️15

4.1K 594 84
                                    


Budayakan vote sebelum membaca...
Yang nyider kita kemusuhan!!

☁️☁️☁️

Jingga tersenyum puas saat keranjang belanjaannya sudah terisi oleh cemilan kesukaannya, sudah lama ia tidak berbelanja seperti ini semenjak mamanya sakit.

Setelah semua yang dibutuhkannya sudah masuk keranjang, Jingga memutuskan untuk membayar. Cewek itu meletakkan keranjangnya di meja kasir, menunggu penjaga kasir menghitung total belanjaannya.

"Totalnya seratus empat puluh tujuh" ujar penjaga kasir membuat Jingga tersadar. Cewek itu merogoh kantung celana jeansnya, mengeluarkan dua lembar uang berwarna merah. Tapi, belum sempat ia menyerahkan uang tersebut sebuah tangan sudah mendahului nya dengan menyodorkan sebuah kartu yang langsung diterima oleh penjaga kasir tersebut

"Sekalian sama belanjaan dia, mbak"

Jingga buru-buru menoleh, mata teduhnya menangkap sosok Fabian yang tampak berbeda dari sebelumnya.

"Nggak usah mbak, ini uang saya"

Penjaga kasir tersebut tampak kebingungan, memperhatikan dua remaja di depannya ini bergantian.

"Jangan diterima mbak"

"Pakai kartu masnya aja, nanti mbaknya bisa ganti ke masnya" ujar penjaga kasor tersebut setelah tersadar dari lamunannya membuat Fabian tersenyum. Sebuah kebetulan yang indah bisa bertemu dengan Jingga diluar jam sekolah.

☁️☁️☁️

Jingga terduduk kaku di sebuah bangku taman dengan Fabian di sampingnya yang tengah meniimati sekaleng soda yang dibelinya tadi. Diperhatikannya Fabian diam-diam, rupanya plester yang ia tempelkan di hidung cowok itu masih bertengger rapi disana.

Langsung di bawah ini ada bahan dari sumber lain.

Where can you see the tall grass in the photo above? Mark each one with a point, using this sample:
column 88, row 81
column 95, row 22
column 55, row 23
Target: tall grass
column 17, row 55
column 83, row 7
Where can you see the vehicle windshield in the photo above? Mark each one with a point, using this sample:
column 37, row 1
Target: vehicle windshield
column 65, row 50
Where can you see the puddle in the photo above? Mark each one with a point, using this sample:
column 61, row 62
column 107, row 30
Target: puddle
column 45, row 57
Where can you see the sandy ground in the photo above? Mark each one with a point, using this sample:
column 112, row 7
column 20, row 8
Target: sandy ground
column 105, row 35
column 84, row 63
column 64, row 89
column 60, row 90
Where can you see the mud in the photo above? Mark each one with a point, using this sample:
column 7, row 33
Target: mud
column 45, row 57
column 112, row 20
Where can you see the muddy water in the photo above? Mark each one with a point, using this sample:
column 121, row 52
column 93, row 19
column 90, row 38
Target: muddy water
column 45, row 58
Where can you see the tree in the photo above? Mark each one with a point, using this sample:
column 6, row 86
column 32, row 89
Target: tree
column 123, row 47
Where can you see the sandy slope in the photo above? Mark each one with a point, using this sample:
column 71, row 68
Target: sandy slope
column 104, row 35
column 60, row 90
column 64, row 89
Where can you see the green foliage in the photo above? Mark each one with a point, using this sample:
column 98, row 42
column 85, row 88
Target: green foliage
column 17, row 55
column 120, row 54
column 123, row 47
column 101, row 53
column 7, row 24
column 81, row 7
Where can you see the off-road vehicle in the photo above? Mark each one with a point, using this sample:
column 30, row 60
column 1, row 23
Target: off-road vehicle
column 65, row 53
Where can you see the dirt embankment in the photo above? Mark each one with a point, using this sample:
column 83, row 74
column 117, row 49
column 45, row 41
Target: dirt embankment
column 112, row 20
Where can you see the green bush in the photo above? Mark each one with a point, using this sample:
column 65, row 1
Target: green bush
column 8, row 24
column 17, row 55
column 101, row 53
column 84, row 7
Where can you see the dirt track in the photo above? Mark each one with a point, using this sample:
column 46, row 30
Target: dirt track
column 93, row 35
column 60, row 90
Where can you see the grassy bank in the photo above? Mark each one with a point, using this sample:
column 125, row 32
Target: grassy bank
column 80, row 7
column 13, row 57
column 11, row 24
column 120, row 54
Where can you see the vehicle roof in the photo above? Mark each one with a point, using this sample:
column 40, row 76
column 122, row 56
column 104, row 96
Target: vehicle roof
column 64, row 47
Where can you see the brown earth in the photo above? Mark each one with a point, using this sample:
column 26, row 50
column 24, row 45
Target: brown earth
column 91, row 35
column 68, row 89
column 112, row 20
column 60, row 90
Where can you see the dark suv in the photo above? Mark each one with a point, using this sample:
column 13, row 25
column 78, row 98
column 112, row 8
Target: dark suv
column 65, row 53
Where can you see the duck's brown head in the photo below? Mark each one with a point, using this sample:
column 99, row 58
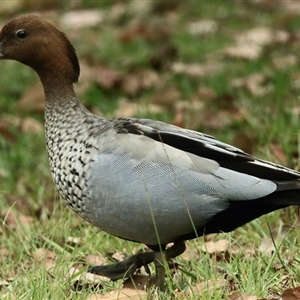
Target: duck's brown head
column 35, row 42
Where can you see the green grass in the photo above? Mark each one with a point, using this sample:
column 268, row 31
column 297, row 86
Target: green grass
column 26, row 186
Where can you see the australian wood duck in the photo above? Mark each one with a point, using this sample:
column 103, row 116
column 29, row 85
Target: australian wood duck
column 138, row 179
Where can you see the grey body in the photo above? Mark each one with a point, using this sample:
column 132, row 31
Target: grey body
column 141, row 180
column 135, row 187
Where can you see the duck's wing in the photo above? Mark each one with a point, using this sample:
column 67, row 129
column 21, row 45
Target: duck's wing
column 206, row 146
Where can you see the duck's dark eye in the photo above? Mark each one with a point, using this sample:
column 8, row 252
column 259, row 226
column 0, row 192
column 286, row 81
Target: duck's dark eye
column 21, row 34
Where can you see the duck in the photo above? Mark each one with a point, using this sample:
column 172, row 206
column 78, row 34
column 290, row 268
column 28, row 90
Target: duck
column 138, row 179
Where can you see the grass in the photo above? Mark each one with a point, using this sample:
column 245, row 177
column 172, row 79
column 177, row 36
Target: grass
column 26, row 188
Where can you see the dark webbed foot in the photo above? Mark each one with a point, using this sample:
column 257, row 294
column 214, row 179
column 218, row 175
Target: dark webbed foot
column 125, row 268
column 159, row 262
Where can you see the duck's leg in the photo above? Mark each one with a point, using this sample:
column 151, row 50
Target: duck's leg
column 125, row 268
column 160, row 271
column 161, row 257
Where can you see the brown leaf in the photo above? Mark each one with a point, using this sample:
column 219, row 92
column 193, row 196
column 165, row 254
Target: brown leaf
column 95, row 260
column 152, row 30
column 215, row 247
column 197, row 70
column 46, row 257
column 6, row 132
column 139, row 80
column 166, row 96
column 81, row 19
column 85, row 278
column 209, row 285
column 255, row 83
column 278, row 234
column 284, row 62
column 241, row 296
column 121, row 294
column 203, row 27
column 140, row 282
column 163, row 56
column 291, row 294
column 14, row 219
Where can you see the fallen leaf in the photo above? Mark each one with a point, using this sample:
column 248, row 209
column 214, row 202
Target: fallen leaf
column 95, row 260
column 45, row 257
column 209, row 285
column 140, row 282
column 267, row 244
column 202, row 27
column 255, row 83
column 215, row 247
column 73, row 241
column 166, row 96
column 291, row 294
column 249, row 52
column 82, row 18
column 197, row 70
column 163, row 56
column 121, row 294
column 139, row 80
column 241, row 296
column 6, row 132
column 284, row 62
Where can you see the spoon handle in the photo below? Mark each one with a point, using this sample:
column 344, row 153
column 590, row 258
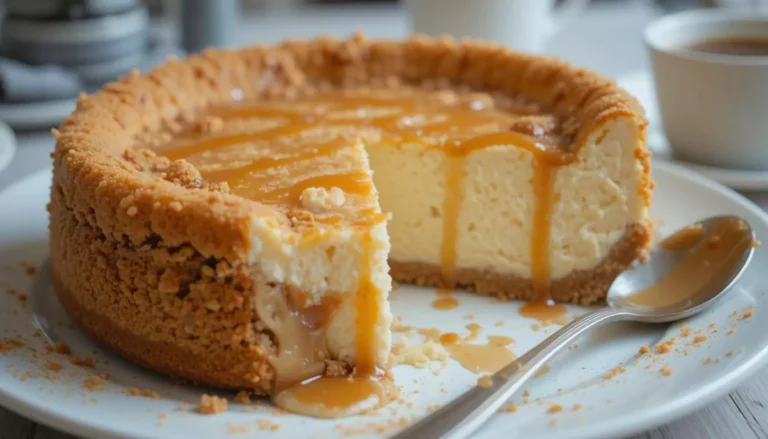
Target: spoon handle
column 461, row 417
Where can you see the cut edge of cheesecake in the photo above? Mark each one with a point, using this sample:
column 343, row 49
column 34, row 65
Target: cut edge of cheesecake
column 97, row 188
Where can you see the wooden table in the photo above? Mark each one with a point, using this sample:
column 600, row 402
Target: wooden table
column 608, row 39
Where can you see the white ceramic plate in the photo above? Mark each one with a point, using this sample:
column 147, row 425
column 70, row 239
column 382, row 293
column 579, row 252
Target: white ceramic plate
column 638, row 398
column 7, row 145
column 641, row 85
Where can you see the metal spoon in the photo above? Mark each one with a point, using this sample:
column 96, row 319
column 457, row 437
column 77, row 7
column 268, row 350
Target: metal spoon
column 472, row 409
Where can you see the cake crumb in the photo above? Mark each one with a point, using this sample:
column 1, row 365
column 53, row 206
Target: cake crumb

Tangan Jingga refleks membongkar plastik belanjaannya, ia tersenyum setelah mendapatkan apa yang ia butuhkan.

"Mm..kak" panggil Jingga pelan. Jujur ia malu bertemu Fabian setelah kejadian di sekolah tadi. Dan mengingat cowok itu juga membayarkan belanjaannya barusan. Jingga sudah bersikeras untuk menggantinya tapi ditolak mentah-mentah oleh cowok bertopi itu.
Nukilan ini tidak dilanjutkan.